As Rehab Continuum Report went to press, officials associated with the MDS-PAC project and the Buffalo, NY-based company that administers FIM — the most widely used assessment measure for inpatient rehab patients — said they had suggested a number of revisions to better incorporate essential elements of the 18-item FIM. Rehab industry groups such as the American Medical Rehabilitation Providers in Washington, DC, had lobbied for the inclusion of FIM data because they are widely used among rehabilitation facilities (about 1,300 across the country) and because there are FIM data for 85% to 90% of Medicare patients.
"With the current draft, we’re comfortable that most of the essential elements [of FIM] are there now," says Anne Deutsch, RN, MS, CRRN, research analyst for the Uniform Data System for Medical Rehabilitation (UDS), which administers the FIM.
UDS officials went through draft seven of the MDS-PAC and used FIM data to identify areas they thought could be improved, Deutsch says. For example, an item originally listed under the category of "bathing" on the MDS-PAC draft instrument now has been broken into two separate items — a "bathing" item and a "tub transfer" item — to mirror the FIM instrument.
In late February, officials at the Research and Training Institute at Hebrew Rehabilitation Center for the Aged in Roslindale, MA, were finalizing work on draft eight of the MDS-PAC. The 127 facilities that served as testing sites for MDS-PAC were scheduled to get all remaining data to Hebrew by the second week in March, says Pauline Belleville-Taylor, RN, MS, CS, project director at The Research and Training Institute at Hebrew Rehabilitation Center.
Belleville-Taylor says it is too early to comment on the feedback received from the test sites. The goal is to shorten the form so it can be completed in one hour. She says therapists at the test sites are becoming more aware of a patient’s functional status based on the patient’s entire activities, not just the activities observed while the patient is in therapy.

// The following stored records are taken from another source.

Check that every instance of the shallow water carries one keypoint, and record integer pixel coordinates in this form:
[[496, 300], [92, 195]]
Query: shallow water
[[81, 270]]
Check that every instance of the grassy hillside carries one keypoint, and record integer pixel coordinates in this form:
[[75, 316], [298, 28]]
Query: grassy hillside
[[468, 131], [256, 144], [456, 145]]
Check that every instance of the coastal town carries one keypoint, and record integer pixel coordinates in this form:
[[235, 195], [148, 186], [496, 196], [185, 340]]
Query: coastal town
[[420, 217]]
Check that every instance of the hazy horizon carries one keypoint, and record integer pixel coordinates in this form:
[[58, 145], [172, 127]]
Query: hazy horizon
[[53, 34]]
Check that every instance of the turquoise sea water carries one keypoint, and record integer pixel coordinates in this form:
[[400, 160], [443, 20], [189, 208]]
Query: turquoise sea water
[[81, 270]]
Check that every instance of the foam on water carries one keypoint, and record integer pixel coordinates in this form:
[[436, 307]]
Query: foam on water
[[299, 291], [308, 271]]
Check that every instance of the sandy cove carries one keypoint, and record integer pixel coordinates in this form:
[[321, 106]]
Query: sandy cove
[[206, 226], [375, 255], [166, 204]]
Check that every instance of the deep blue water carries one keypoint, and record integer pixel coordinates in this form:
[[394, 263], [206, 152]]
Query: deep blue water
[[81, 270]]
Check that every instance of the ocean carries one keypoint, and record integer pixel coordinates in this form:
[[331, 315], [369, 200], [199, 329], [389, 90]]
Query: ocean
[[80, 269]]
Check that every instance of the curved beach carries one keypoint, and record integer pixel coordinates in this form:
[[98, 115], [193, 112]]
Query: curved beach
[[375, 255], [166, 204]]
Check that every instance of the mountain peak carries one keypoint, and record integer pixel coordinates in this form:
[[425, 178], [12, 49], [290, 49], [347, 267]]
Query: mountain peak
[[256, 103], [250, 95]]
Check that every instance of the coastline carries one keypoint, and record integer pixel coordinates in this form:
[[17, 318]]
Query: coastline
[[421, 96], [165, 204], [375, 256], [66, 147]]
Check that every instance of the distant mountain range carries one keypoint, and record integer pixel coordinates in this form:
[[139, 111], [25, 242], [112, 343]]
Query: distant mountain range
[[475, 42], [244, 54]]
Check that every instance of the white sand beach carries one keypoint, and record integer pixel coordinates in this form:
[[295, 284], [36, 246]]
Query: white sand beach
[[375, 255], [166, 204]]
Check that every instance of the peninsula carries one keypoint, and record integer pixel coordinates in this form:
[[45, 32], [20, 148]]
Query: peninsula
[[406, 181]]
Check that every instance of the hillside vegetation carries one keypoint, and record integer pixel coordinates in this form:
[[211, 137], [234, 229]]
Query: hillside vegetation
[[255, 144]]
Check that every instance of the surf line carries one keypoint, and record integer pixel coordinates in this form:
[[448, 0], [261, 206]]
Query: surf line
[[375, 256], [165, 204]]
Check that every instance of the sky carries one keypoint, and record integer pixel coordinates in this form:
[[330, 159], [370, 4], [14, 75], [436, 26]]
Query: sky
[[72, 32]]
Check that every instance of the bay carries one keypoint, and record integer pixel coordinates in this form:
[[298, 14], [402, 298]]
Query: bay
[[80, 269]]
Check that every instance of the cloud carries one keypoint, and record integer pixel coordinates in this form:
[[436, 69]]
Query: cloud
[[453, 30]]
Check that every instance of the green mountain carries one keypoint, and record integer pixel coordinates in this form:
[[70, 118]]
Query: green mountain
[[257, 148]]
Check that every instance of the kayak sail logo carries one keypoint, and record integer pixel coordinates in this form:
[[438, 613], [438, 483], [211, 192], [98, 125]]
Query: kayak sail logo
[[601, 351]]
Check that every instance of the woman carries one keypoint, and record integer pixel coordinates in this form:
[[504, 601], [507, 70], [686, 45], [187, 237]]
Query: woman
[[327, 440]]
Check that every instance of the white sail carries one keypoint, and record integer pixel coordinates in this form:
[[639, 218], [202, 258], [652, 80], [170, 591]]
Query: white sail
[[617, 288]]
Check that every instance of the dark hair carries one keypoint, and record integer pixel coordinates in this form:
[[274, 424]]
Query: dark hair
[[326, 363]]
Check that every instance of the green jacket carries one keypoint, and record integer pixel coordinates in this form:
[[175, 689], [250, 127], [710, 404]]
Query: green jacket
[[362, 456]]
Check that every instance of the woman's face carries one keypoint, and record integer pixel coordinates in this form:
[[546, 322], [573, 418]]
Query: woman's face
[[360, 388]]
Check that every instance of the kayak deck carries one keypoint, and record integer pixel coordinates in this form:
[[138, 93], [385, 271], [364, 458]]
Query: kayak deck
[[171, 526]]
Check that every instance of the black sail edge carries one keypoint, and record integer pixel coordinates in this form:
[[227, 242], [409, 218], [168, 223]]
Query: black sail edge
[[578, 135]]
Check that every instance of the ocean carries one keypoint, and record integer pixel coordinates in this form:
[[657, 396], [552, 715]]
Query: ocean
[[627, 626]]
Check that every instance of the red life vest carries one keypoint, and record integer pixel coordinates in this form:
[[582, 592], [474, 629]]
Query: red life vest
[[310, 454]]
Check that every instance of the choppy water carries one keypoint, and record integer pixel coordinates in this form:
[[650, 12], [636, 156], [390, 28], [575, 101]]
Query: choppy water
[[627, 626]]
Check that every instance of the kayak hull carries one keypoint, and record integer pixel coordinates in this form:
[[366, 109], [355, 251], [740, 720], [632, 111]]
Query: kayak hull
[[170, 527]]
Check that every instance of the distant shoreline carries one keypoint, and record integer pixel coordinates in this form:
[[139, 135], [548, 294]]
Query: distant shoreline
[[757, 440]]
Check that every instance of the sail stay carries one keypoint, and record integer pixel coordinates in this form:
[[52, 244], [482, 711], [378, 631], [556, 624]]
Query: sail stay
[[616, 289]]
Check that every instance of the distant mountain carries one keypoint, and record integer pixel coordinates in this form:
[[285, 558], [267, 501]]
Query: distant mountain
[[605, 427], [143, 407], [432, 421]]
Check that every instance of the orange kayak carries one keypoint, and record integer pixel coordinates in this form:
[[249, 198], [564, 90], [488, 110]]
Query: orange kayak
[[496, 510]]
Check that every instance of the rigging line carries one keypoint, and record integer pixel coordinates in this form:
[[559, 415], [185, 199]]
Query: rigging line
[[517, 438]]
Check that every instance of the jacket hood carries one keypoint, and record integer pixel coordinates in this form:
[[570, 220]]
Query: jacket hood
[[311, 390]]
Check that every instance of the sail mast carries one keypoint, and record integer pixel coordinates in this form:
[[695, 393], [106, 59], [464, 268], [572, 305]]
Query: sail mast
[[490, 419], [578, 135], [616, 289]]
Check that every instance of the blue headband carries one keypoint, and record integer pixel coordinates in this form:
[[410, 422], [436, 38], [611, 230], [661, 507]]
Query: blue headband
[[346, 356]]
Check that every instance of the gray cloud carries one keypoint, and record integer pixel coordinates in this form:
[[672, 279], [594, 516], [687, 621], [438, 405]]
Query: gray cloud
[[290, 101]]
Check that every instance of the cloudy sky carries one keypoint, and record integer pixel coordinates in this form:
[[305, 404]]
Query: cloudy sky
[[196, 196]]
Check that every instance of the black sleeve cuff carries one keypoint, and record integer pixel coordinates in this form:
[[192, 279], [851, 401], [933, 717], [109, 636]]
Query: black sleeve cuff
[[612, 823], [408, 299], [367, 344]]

"Now that these therapists are involved in an assessment instrument where you have to talk to the nursing staff, . . . they are getting more complex information," she says. "They may find out that on the night shift, a person gets a little bit disoriented and may need physical assistance in ambulation. This type of information makes a therapist look at what a patient can accomplish in the whole 24-hour time frame."
Final report a year away
The Hebrew Rehabilitation Center contract is for developing only the assessment instrument. HCFA will use the data from the MDS-PAC tests to establish patient classification groups for inpatient rehabilitation hospitals.
After receipt of the MDS-PAC instrument, Wash ington, DC-based Muse & Associates and Aspen Systems in Rockville, MD, will begin staff time-measurement studies at a sampling of rehab hospitals and units. This is scheduled to take place in spring 1999. Using the MDS-PAC instrument, the researchers will determine a patient classification system based on resource allocation. Their final report is due to HCFA in April 2000.
The Balanced Budget Act of 1997 mandates that a PPS for rehabilitation hospitals and units go into effect Oct. 1, 2000. The budget for the PPS-based reimbursement system will be 98% of what HCFA paid under the Tax Equity and Fiscal Responsibility Act (TEFRA).
In the first year, providers will receive two-thirds of their TEFRA rate and one-third the national rate. The second year, they will receive one-third of their TEFRA rate and two-thirds of the national rate. The third year, the PPS goes into effect 100%.